I often get questions from Malibu and Mirage owners about “what exactly does a FADEC upgrade consist of?” Well, that is a really big question and the answer starts with research and development; lots of it. We have worked tirelessly with TCM and Aerosance to develop not only the first turbocharged Continental FADEC engine to be sucessfully certified, but one that has been developed specifically for the Piper Malibu & Mirage. You may ask, why does it matter that it is specific to the Malibu? Well, the fact that the Malibu is considerably larger and heavier than all other single engine piston aircraft, yet performs better than planes half it’s size, calls for a specific range of operating criteria that can easily be lost on lighter aircraft.
For the Malibu you need an engine that can climb strong and stay cool, but also have enough power and thrust to give good climb rates at faster speeds as well.

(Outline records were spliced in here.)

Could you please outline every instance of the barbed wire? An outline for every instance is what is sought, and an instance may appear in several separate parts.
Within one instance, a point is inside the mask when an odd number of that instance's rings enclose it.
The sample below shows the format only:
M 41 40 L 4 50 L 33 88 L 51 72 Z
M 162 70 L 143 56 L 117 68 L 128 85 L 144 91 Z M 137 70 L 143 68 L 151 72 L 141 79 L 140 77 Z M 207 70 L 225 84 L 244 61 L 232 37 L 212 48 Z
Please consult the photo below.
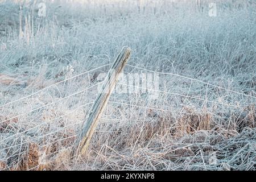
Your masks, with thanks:
M 251 97 L 251 98 L 256 98 L 256 97 L 254 97 L 254 96 L 250 96 L 250 95 L 246 94 L 245 93 L 241 93 L 241 92 L 237 92 L 237 91 L 228 89 L 226 89 L 225 88 L 223 88 L 223 87 L 221 87 L 221 86 L 220 86 L 215 85 L 213 85 L 212 84 L 210 84 L 210 83 L 208 83 L 208 82 L 205 82 L 205 81 L 201 81 L 201 80 L 197 80 L 197 79 L 190 78 L 190 77 L 187 77 L 187 76 L 182 76 L 182 75 L 180 75 L 171 73 L 165 73 L 165 72 L 156 72 L 156 71 L 152 71 L 152 70 L 150 70 L 150 69 L 145 69 L 145 68 L 140 68 L 140 67 L 138 67 L 134 66 L 134 65 L 130 65 L 130 64 L 127 64 L 127 65 L 129 66 L 129 67 L 133 67 L 133 68 L 137 68 L 137 69 L 146 71 L 152 72 L 152 73 L 155 73 L 162 74 L 162 75 L 169 75 L 178 76 L 178 77 L 182 77 L 183 78 L 186 78 L 186 79 L 195 81 L 197 81 L 197 82 L 201 82 L 201 83 L 203 83 L 203 84 L 207 84 L 208 85 L 212 86 L 217 88 L 218 88 L 220 89 L 222 89 L 222 90 L 226 90 L 226 91 L 228 91 L 228 92 L 233 92 L 233 93 L 236 93 L 236 94 L 241 94 L 241 95 L 242 95 L 242 96 L 244 96 L 249 97 Z
M 43 91 L 44 91 L 44 90 L 47 90 L 47 89 L 49 89 L 49 88 L 52 87 L 53 86 L 56 85 L 57 85 L 57 84 L 60 84 L 60 83 L 61 83 L 61 82 L 65 82 L 65 81 L 68 81 L 68 80 L 71 80 L 71 79 L 72 79 L 72 78 L 77 77 L 79 77 L 79 76 L 81 76 L 81 75 L 84 75 L 84 74 L 86 74 L 86 73 L 88 73 L 91 72 L 92 72 L 92 71 L 96 71 L 96 70 L 97 70 L 97 69 L 100 69 L 100 68 L 101 68 L 106 67 L 106 66 L 109 66 L 109 65 L 110 65 L 110 64 L 105 64 L 105 65 L 103 65 L 100 66 L 100 67 L 97 67 L 97 68 L 94 68 L 94 69 L 89 70 L 89 71 L 86 71 L 86 72 L 84 72 L 84 73 L 80 73 L 80 74 L 79 74 L 79 75 L 76 75 L 76 76 L 71 77 L 69 77 L 69 78 L 67 78 L 67 79 L 61 80 L 61 81 L 59 81 L 59 82 L 56 82 L 56 83 L 55 83 L 55 84 L 52 84 L 52 85 L 49 85 L 49 86 L 47 86 L 47 87 L 46 87 L 46 88 L 43 88 L 43 89 L 41 89 L 41 90 L 38 90 L 38 91 L 37 91 L 37 92 L 35 92 L 35 93 L 32 93 L 32 94 L 31 94 L 28 95 L 28 96 L 25 96 L 25 97 L 20 98 L 19 98 L 19 99 L 13 101 L 11 101 L 11 102 L 8 102 L 8 103 L 7 103 L 7 104 L 3 104 L 3 105 L 1 105 L 1 106 L 0 106 L 0 107 L 4 107 L 4 106 L 7 106 L 7 105 L 10 105 L 10 104 L 13 104 L 13 103 L 14 103 L 14 102 L 19 101 L 20 101 L 20 100 L 23 100 L 23 99 L 27 98 L 30 97 L 31 97 L 31 96 L 34 96 L 34 95 L 35 95 L 35 94 L 38 94 L 38 93 L 41 92 L 43 92 Z

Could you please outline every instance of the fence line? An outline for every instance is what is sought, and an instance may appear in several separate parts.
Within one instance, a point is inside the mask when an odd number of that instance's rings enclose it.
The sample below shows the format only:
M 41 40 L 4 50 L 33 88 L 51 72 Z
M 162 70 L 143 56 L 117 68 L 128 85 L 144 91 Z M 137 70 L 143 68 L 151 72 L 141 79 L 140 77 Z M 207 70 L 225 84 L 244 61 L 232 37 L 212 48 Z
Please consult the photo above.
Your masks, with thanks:
M 97 67 L 97 68 L 94 68 L 94 69 L 89 70 L 89 71 L 86 71 L 86 72 L 84 72 L 84 73 L 79 74 L 79 75 L 77 75 L 72 76 L 72 77 L 70 77 L 70 78 L 65 79 L 65 80 L 64 80 L 60 81 L 59 81 L 59 82 L 56 82 L 56 83 L 55 83 L 55 84 L 52 84 L 52 85 L 51 85 L 47 86 L 47 87 L 46 87 L 46 88 L 43 88 L 43 89 L 41 89 L 41 90 L 38 90 L 38 91 L 37 91 L 37 92 L 35 92 L 35 93 L 33 93 L 32 94 L 30 94 L 30 95 L 28 95 L 28 96 L 25 96 L 25 97 L 24 97 L 20 98 L 19 98 L 19 99 L 16 100 L 15 100 L 15 101 L 11 101 L 11 102 L 10 102 L 7 103 L 7 104 L 3 104 L 3 105 L 1 105 L 1 106 L 0 106 L 0 107 L 4 107 L 4 106 L 6 106 L 6 105 L 10 105 L 10 104 L 13 104 L 13 103 L 14 103 L 14 102 L 18 102 L 18 101 L 20 101 L 20 100 L 23 100 L 23 99 L 24 99 L 24 98 L 30 97 L 31 97 L 31 96 L 34 96 L 34 95 L 35 95 L 35 94 L 38 94 L 38 93 L 40 93 L 40 92 L 42 92 L 42 91 L 46 90 L 47 90 L 47 89 L 50 88 L 51 87 L 52 87 L 52 86 L 54 86 L 54 85 L 57 85 L 57 84 L 60 84 L 60 83 L 65 82 L 65 81 L 67 81 L 67 80 L 71 80 L 71 79 L 72 79 L 72 78 L 76 78 L 76 77 L 79 77 L 79 76 L 81 76 L 81 75 L 84 75 L 84 74 L 86 74 L 86 73 L 88 73 L 91 72 L 92 72 L 92 71 L 96 71 L 96 70 L 97 70 L 97 69 L 100 69 L 100 68 L 103 68 L 103 67 L 105 67 L 110 65 L 110 64 L 105 64 L 105 65 L 103 65 L 100 66 L 100 67 Z
M 27 113 L 23 113 L 23 114 L 19 114 L 19 115 L 16 115 L 16 116 L 15 116 L 15 117 L 12 117 L 12 118 L 9 118 L 9 119 L 5 119 L 5 120 L 2 121 L 0 122 L 0 124 L 2 123 L 3 123 L 3 122 L 6 122 L 6 121 L 9 121 L 9 120 L 10 120 L 10 119 L 14 119 L 14 118 L 17 118 L 17 117 L 20 117 L 20 116 L 26 115 L 26 114 L 28 114 L 28 113 L 32 113 L 32 111 L 35 111 L 35 110 L 39 110 L 39 109 L 42 109 L 42 108 L 43 108 L 43 107 L 47 107 L 47 106 L 49 106 L 49 105 L 52 105 L 53 104 L 57 103 L 57 102 L 59 102 L 59 101 L 62 101 L 62 100 L 64 100 L 65 98 L 67 98 L 70 97 L 71 97 L 71 96 L 75 96 L 75 95 L 76 95 L 76 94 L 80 94 L 80 93 L 82 93 L 82 92 L 85 92 L 85 91 L 86 91 L 86 90 L 88 90 L 88 89 L 90 89 L 90 88 L 93 88 L 93 87 L 94 87 L 94 86 L 97 86 L 97 85 L 100 85 L 100 84 L 101 84 L 101 82 L 99 82 L 99 83 L 98 83 L 98 84 L 94 84 L 94 85 L 93 85 L 93 86 L 90 86 L 90 87 L 88 87 L 88 88 L 87 88 L 86 89 L 84 89 L 84 90 L 83 90 L 77 92 L 75 93 L 73 93 L 73 94 L 71 94 L 71 95 L 69 95 L 69 96 L 67 96 L 67 97 L 61 98 L 61 99 L 60 99 L 60 100 L 57 100 L 57 101 L 53 101 L 53 102 L 51 102 L 51 103 L 47 104 L 47 105 L 44 105 L 44 106 L 41 106 L 41 107 L 38 107 L 38 108 L 36 108 L 36 109 L 31 110 L 30 110 L 30 111 L 28 111 L 28 112 L 27 112 Z
M 134 65 L 130 65 L 130 64 L 127 64 L 127 65 L 129 66 L 129 67 L 130 67 L 135 68 L 137 68 L 137 69 L 139 69 L 148 71 L 148 72 L 153 72 L 153 73 L 155 73 L 176 76 L 178 76 L 178 77 L 182 77 L 182 78 L 184 78 L 189 79 L 189 80 L 191 80 L 200 82 L 201 82 L 201 83 L 203 83 L 203 84 L 207 84 L 207 85 L 210 85 L 210 86 L 214 86 L 214 87 L 220 89 L 225 90 L 226 91 L 233 92 L 233 93 L 236 93 L 236 94 L 241 94 L 241 95 L 243 95 L 244 96 L 250 97 L 251 97 L 251 98 L 256 98 L 256 97 L 254 97 L 254 96 L 250 96 L 250 95 L 246 94 L 245 93 L 241 93 L 241 92 L 239 92 L 234 91 L 234 90 L 232 90 L 225 89 L 225 88 L 223 88 L 223 87 L 221 87 L 221 86 L 220 86 L 215 85 L 213 85 L 213 84 L 212 84 L 208 83 L 207 82 L 204 82 L 203 81 L 201 81 L 201 80 L 197 80 L 197 79 L 195 79 L 195 78 L 190 78 L 190 77 L 187 77 L 187 76 L 182 76 L 182 75 L 178 75 L 178 74 L 156 72 L 156 71 L 152 71 L 152 70 L 150 70 L 150 69 L 145 69 L 145 68 L 140 68 L 140 67 L 136 67 L 136 66 L 134 66 Z
M 133 87 L 135 87 L 135 88 L 141 88 L 141 89 L 146 89 L 146 90 L 147 89 L 147 90 L 152 90 L 152 91 L 159 92 L 167 93 L 167 94 L 172 94 L 172 95 L 176 95 L 176 96 L 181 96 L 181 97 L 185 97 L 186 98 L 188 97 L 188 98 L 191 98 L 197 99 L 197 100 L 201 100 L 201 101 L 205 101 L 205 102 L 212 102 L 212 103 L 214 103 L 214 104 L 221 104 L 221 105 L 228 106 L 233 106 L 233 107 L 235 107 L 242 108 L 242 107 L 240 107 L 238 106 L 235 106 L 235 105 L 230 105 L 230 104 L 228 104 L 220 103 L 220 102 L 215 102 L 215 101 L 207 100 L 205 100 L 205 99 L 204 99 L 204 98 L 199 98 L 199 97 L 193 97 L 193 96 L 188 96 L 183 95 L 183 94 L 176 93 L 172 93 L 172 92 L 166 92 L 166 91 L 162 91 L 162 90 L 155 90 L 155 89 L 152 89 L 146 88 L 143 88 L 143 87 L 141 87 L 141 86 L 138 86 L 129 85 L 129 84 L 122 84 L 122 83 L 118 83 L 118 84 L 125 85 L 125 86 L 133 86 Z

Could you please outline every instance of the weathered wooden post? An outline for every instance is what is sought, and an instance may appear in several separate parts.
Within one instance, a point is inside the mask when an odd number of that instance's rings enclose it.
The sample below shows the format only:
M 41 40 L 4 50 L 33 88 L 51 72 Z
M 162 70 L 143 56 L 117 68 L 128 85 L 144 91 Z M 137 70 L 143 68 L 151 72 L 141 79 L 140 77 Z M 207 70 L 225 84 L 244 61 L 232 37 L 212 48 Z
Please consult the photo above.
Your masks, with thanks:
M 105 78 L 101 90 L 99 90 L 100 93 L 90 109 L 88 119 L 84 123 L 82 130 L 76 140 L 75 150 L 78 150 L 78 152 L 82 154 L 86 151 L 111 93 L 115 88 L 121 72 L 123 70 L 128 61 L 131 51 L 131 49 L 127 47 L 122 48 Z

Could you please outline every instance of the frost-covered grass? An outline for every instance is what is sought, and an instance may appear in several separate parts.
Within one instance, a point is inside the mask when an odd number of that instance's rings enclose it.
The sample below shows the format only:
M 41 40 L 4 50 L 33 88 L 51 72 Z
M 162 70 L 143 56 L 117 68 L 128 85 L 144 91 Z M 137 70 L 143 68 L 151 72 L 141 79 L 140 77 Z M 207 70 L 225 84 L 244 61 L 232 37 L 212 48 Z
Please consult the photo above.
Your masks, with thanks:
M 0 169 L 255 169 L 255 2 L 218 2 L 216 17 L 206 1 L 139 13 L 60 1 L 42 18 L 33 5 L 0 3 Z M 95 76 L 124 46 L 125 73 L 163 73 L 159 97 L 113 94 L 88 153 L 71 159 Z

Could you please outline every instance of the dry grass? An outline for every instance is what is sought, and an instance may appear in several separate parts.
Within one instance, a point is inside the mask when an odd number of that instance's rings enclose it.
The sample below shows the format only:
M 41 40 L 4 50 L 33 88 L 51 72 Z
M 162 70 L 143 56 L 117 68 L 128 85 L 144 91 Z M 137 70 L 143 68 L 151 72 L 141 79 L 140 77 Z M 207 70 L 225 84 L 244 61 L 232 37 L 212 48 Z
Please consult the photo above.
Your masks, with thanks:
M 55 1 L 41 18 L 24 5 L 20 19 L 0 2 L 0 170 L 255 170 L 255 4 L 218 2 L 214 18 L 204 5 Z M 159 97 L 113 94 L 72 158 L 98 76 L 123 46 L 125 73 L 158 72 Z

The secret here is to have an engine that gives good power statically, but also can continue to produce high horsepower at altitude. The TSIOF-550-J FADEC engine not only produces approximately 370HP under normal conditions for takeoff, but will actually increase power as you gain airspeed and climb. This is due to FADEC control, effective intercoolers and more efficient turbochargers that lower induction air temperatures and also increase the critical altitude of the new FADEC engine to FL220.
So how does FADEC create more horsepower? Well, primarily through reducing full power fuel flow to bring the mixture closer to best power, but the trick is to not get too lean, which will make temperatures too hot and risk detonation, but that is where FADEC jumps in. If the CHTs or EGTs get too hot, FADEC will add fuel on an individual cylinder basis and run the perfect mixture to balance power vs. temperature. As the pilot, it appears to be acting very much like the thermostat in your car, regulating temperatures during the climb. In cruise, it produces more power by setting the mixture perfectly for each cylinder through a calibration process, which is impossible without electronic fuel control. Ordinarily, a single manual mixture control can only set a compromise of six approximately equal mixtures.
Of course making horsepower is half the battle; the other half is turning that horsepower into thrust. For that we go back to the amazingly strong and well designed Hartzell 3-blade Kevlar composite propeller that we have used in our Malibu M-5 STC and a very similar version has been used on the Mirage since 1998. During development of the FADEC powerplant we tested other propellers, but could not find a propeller that performed as well as this near perfect propeller airfoil design. Many people don’t realize that with the combination of the FADEC engine and the amazing 3-blade Hartzell propeller, we are producing nearly 70% more static thrust than the original Malibu. We will talk about safety improvements and other features of the FADEC installation in future editions of the FADEC Malibu project overview.